Polycystic kidney disease is a common cause of kidney failure. Mutations in two genes are known to produce essentially identical phenotypes: PKD1 and PKD2. The products of these two genes, polycystin-1 and polycystin-2, are transmembrane proteins that interact through their COOH-terminal domains. Although polycystin-1 is clearly localized to the plasma membrane, the distribution of polycystin-2 has been controversial (see Cahalan). Koulen et al. used epithelial cells overexpressing polycystin-2, which is classified as a member of the transient receptor potential (TRP) family of channels, to study both the function and distribution of this protein. Several lines of evidence suggested that the protein is localized to the endoplasmic reticulum (ER): (i) ER membranes contained the protein, as determined by immunofluorescent labeling of transfected cells or by cell fractionation analysis; (ii) the ER membranes of tranfected cells contained a TRP-like channel that could be detected by electrophysiological methods; (iii) fractionation of kidney tissue showed overlapping distribution of polycystin-2 and markers for ER; and (iv) polycystin-2 from kidney tissue was sensitive to endoglycosidase H, indicating that it had not proceeded past the cis Golgi. By fusing ER-containing microsomal preparations with lipid bilayers, they showed that polycystin-2 is a voltage-sensitive cation channel, activated by negative membrane potentials and by calcium when increased on the cytosolic side of the bilayers.
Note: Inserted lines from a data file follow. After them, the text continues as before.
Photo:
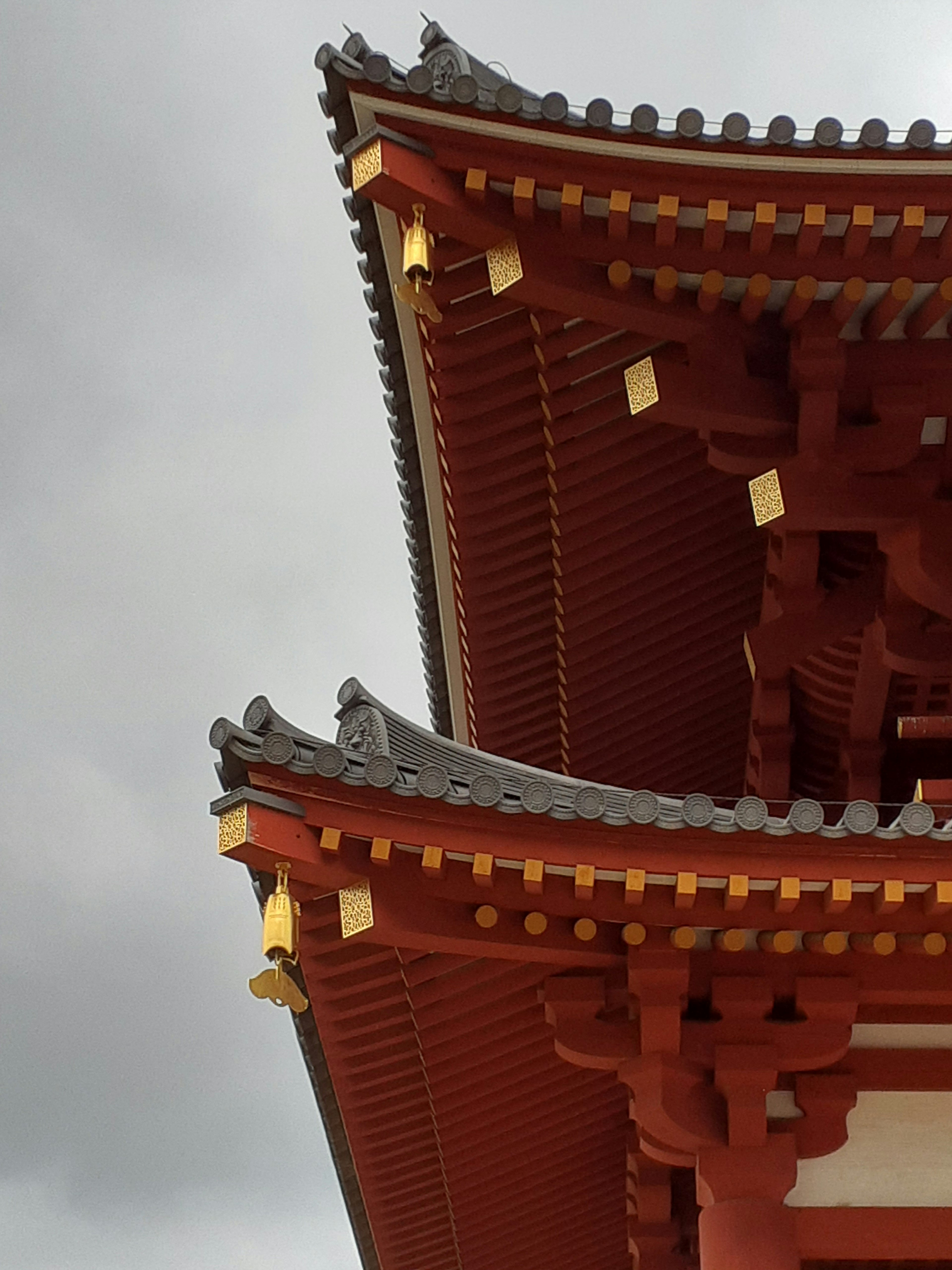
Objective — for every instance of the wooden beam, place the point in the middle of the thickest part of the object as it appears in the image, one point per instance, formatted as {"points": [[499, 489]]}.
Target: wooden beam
{"points": [[874, 1234], [754, 298], [850, 296], [932, 312], [800, 299], [889, 308]]}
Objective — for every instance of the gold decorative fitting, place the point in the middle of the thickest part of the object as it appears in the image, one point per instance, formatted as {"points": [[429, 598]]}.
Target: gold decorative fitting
{"points": [[280, 939], [766, 497], [505, 266], [366, 164], [281, 920], [356, 909], [233, 828], [418, 271], [642, 387]]}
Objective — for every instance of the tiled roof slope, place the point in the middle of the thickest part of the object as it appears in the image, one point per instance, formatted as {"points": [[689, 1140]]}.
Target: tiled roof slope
{"points": [[451, 75], [380, 749]]}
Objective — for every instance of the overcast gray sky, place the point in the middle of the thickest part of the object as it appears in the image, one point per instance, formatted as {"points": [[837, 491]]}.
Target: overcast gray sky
{"points": [[199, 505]]}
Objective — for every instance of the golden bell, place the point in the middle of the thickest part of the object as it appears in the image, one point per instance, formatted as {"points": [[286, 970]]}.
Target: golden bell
{"points": [[280, 920], [417, 251]]}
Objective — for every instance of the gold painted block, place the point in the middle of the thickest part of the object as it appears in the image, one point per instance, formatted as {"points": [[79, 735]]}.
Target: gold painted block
{"points": [[505, 266], [766, 497], [356, 909], [366, 164], [642, 387], [233, 828]]}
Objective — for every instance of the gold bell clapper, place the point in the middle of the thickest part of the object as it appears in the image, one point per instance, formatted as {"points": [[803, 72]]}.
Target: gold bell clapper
{"points": [[418, 268], [280, 940]]}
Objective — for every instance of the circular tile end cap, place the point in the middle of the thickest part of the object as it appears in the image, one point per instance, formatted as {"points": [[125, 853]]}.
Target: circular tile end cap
{"points": [[329, 761], [875, 134], [751, 813], [509, 98], [922, 134], [697, 811], [465, 89], [598, 112], [555, 107], [432, 780], [590, 803], [644, 807], [644, 119], [348, 690], [736, 127], [376, 68], [861, 816], [278, 749], [380, 771], [419, 79], [805, 816], [256, 714], [917, 820], [219, 733], [485, 791], [691, 124], [537, 797], [781, 130], [828, 133]]}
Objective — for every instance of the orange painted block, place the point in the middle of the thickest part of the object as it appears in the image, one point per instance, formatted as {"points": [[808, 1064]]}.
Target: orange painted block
{"points": [[737, 892], [667, 226], [812, 229], [763, 228], [525, 197], [838, 896], [857, 237], [330, 840], [756, 298], [572, 206], [634, 886], [686, 891], [483, 869], [890, 897], [715, 224], [534, 874], [432, 861], [939, 898], [584, 882], [619, 214], [380, 851], [787, 896], [476, 185]]}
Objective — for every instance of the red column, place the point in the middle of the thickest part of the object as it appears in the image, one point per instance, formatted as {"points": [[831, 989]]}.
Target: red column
{"points": [[748, 1235], [744, 1225]]}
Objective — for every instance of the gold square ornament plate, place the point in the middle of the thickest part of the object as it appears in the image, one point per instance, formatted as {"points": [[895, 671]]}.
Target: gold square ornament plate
{"points": [[766, 497]]}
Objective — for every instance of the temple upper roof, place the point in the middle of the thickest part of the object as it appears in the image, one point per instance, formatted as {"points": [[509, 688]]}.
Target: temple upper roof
{"points": [[378, 747], [450, 75]]}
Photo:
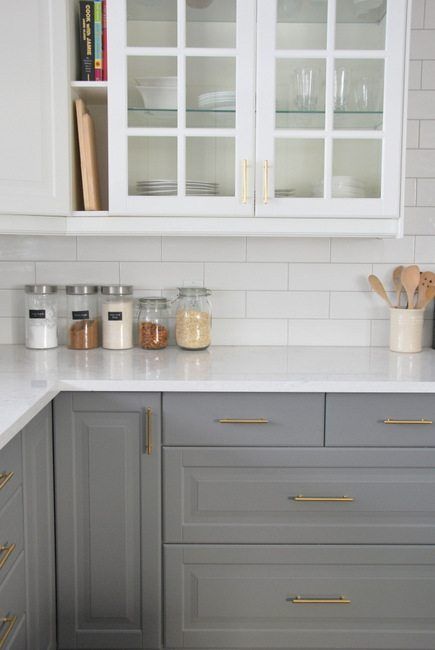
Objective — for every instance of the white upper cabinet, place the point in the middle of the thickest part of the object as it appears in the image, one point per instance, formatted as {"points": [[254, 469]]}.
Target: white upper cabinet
{"points": [[34, 125]]}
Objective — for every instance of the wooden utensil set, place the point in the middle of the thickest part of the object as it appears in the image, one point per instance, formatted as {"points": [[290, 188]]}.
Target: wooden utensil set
{"points": [[419, 287]]}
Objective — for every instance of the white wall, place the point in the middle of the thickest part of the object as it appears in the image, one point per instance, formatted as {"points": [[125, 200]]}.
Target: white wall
{"points": [[265, 291]]}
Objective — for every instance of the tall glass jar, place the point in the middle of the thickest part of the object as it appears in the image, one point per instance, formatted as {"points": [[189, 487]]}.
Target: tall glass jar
{"points": [[83, 317], [41, 316], [153, 323], [193, 318], [117, 316]]}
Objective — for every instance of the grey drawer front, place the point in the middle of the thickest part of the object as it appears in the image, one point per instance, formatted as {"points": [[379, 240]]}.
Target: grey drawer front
{"points": [[12, 603], [238, 597], [11, 533], [10, 469], [193, 419], [242, 495], [358, 420]]}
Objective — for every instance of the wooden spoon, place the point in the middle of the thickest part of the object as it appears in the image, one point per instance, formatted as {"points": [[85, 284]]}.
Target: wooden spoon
{"points": [[378, 288], [397, 282], [410, 279]]}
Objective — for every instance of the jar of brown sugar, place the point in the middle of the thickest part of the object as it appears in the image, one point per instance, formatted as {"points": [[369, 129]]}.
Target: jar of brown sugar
{"points": [[83, 320]]}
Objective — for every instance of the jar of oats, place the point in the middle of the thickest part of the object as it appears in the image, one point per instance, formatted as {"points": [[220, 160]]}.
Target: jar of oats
{"points": [[193, 318]]}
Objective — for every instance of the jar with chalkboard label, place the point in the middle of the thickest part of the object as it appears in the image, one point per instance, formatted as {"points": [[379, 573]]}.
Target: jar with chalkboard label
{"points": [[41, 316], [117, 316]]}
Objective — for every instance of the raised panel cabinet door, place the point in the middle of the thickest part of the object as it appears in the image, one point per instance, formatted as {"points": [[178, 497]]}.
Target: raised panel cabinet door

Analysis of two mutant versions of the protein known to cause disease in humans demonstrated that one of these proteins lacked channel activity completely and the other showed altered voltage dependence and complete insensitivity to calcium. Overexpression of polycystin-2 in the cells also produced enhanced calcium signals when the cells were stimulated by a ligand that increased inositol 1,4,5-trisphosphate (IP3), suggesting that polycystin-2 may be involved in calcium-induced calcium release from the ER. These studies did not address how the interaction between polycystin-1 and polycystin-2 may affect the channel properties of polycystin-2.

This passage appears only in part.